Splice the mainbrace and look out for the roaring forties.
Berthed by the Riverside Museum in Glasgow, in the former Queen’s Dock, is the SV (sailing vessel) Glenlee. Known locally simply as “The Tall Ship”, this is one of the last steel-hulled bulk cargo carriers around, one of only 5 Clyde-built sailing ships still afloat – and the only one in Britain. She is a barque – which, for the benefit of us landlubbers is not better than being a bite, but means, “a vessel with aftermost mast fore-and-aft rigged and remaining masts square rigged” (Concise Oxford Dictionary). So now you know.
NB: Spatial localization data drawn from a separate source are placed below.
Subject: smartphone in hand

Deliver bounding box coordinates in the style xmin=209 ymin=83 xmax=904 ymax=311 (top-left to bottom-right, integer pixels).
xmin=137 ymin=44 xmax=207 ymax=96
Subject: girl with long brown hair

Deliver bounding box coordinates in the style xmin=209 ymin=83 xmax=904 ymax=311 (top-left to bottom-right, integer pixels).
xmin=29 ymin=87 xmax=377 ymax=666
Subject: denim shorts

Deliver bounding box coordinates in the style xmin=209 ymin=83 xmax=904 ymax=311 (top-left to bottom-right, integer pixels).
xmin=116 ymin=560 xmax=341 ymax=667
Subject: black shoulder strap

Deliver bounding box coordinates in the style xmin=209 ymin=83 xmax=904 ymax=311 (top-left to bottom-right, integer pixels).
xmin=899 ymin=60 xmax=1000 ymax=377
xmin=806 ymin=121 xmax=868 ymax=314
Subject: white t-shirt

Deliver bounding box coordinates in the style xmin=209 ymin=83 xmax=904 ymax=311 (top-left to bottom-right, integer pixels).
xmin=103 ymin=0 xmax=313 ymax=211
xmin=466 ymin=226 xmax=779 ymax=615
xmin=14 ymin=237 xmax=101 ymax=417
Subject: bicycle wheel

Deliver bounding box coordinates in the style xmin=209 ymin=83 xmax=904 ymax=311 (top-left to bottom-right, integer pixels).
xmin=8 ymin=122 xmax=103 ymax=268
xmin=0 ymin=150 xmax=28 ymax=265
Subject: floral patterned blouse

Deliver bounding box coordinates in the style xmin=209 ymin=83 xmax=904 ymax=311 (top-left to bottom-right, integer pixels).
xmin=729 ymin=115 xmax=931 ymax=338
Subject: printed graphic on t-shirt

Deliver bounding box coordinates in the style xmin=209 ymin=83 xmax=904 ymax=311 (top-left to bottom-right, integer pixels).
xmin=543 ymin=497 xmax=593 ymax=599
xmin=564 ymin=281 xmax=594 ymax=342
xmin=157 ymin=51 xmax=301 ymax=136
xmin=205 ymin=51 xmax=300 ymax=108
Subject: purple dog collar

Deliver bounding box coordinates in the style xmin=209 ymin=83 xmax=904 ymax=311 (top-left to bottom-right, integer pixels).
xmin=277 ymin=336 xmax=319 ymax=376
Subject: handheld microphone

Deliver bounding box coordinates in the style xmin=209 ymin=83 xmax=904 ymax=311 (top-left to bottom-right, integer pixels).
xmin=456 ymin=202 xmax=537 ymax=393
Launched in 1896, Glenlee sallied forth from home ports Glasgow, Dundee, Liverpool and London transporting cargoes such as grain and guano, across the seven seas. She sailed round the globe four times, had a brief spell under Italian ownership and from 1922-1969 was, renamed as the Galatea, a sail training ship for the Spanish Navy. In 1990, she was rediscovered, rotting, by British naval architect Dr Sir John Brown in Seville, where she had been laid up since 1981. The Clyde Maritime Trust paid 5 million pesetas (£40,000) in 1992, brought her home to Glasgow and spent six years restoring her. Amazingly, the original masts were found by the Spaniards, and donated back. The restorers have done a grand job, though I doubt the average person can begin to imagine what it must have been like, battling past Cape Horn, at the bottom end of South America, in ships like this a century or so ago.